Mostly in Photoshop I’ll do little things like add a frame, or add a blending layer to manufacture artificial film like scratches on a photo, or little touches like this. I don’t do this alot because it’s time consuming. Lately I’ve also begun painting some of my photographs in Photoshop. You can read more about that in my review on the CS5 Photoshop Beta here. Look for Photoshop CS5 to be released shortly.

My Photography Workflow 2010, Plate 2
7. Step 7. Export my file as a full sized high quality JPEG image. Lightroom defaults to 240 DPI (not sure why) so I use this as my output DPI with the highest quality full sized JPG. These images are exported to a “finished photos” folder.

As I export each photo I will name it at that time. A lot of people ask me where the titles on my photos come from. They come from all over really. My titles are frequently very personal to me, obscure and abstract. They frequently have a story that only I know behind them. They are frequently inspired by music or are lyrics to a song that I relate to that image in my own mind.

Keywording8. Step 8. Keywording. Once I’ve finished processing a days shoot, I will synchronize my finished files folder in Lightroom and begin keywording. I’ll apply broad general keywords to all of the photos usually like the location (city, state, country) or batch keyword big groups of photos that cover the same subject (graffiti, neon, venue, subject, etc.). Then I’ll go through the photos one by one looking at each for any unique keywords possible.

If the photo is of a neon sign or of a specific location I’ll also frequently go get the address of the venue from Google and paste that into the keyword description.

This meta data is later automatically applied to my image when I upload it online.

9. Step 9. Geotagging. I use Google Earth and Geotagger next to geotag *some* of my images. In general I’ll geotag if it’s easy. For awhile the OCD in me was geotagging every single image I’d process. I’d painstakingly go through Google Earth and geotag them one by one by one. This was a ton of work, especially if the work needed to be done in a city that I’m not as familiar with. Now I’ll just geotag the images if it’s super easy and I can get there quickly in Google Earth or if a bunch of images are from same location and I can batch them.

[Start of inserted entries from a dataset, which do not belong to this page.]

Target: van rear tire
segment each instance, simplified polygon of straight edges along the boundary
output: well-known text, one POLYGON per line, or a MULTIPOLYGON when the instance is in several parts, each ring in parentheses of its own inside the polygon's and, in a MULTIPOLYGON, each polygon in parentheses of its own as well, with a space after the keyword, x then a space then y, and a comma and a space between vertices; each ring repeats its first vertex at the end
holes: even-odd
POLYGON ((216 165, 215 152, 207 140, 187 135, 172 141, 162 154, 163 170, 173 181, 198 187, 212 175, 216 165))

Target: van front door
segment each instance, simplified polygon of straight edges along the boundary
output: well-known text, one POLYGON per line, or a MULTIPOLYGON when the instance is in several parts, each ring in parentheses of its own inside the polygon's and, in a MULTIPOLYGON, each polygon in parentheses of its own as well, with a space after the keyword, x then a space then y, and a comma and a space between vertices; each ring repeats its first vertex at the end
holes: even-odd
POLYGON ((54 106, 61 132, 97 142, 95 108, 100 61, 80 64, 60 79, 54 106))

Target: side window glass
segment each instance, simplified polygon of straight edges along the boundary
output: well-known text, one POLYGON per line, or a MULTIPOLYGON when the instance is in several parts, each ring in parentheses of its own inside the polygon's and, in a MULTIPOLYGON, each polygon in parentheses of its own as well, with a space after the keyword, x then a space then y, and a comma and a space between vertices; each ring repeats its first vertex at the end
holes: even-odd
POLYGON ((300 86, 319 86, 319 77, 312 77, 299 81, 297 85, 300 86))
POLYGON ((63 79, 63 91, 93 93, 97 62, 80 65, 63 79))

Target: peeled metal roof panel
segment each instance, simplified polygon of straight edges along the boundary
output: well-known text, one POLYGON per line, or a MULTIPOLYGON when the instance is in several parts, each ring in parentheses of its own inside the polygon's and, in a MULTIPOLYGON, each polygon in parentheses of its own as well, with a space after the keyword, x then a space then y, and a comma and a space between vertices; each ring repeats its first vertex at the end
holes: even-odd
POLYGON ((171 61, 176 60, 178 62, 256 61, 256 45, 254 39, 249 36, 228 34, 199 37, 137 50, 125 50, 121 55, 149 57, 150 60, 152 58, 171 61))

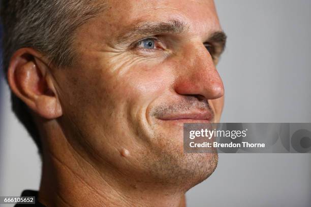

Once the new version of iPhone’s OS can multitask, I’ll probably start trying out some of the geotagging geolocational apps for the iPhone. Or there’s a good chance that I’ll switch to an Android based phone in July when my iPhone contract is up and I’ll see what I can use for that there.

10. Step 10. Archiving. Once I’m done with this I’ll sort my images into what I consider A quality photos and B quality photos. These are then transferred to a Drobo, where I have an “A to be uploaded” folder and a “B to be uploaded” folder.

11. Step 11. Publishing. Twice a day (once in the morning, once at night) I’ll pull 5 photos from my A folder and 17 photos from my B folder at random and upload them to Flickr. This is a total of 44 photos a day that I upload.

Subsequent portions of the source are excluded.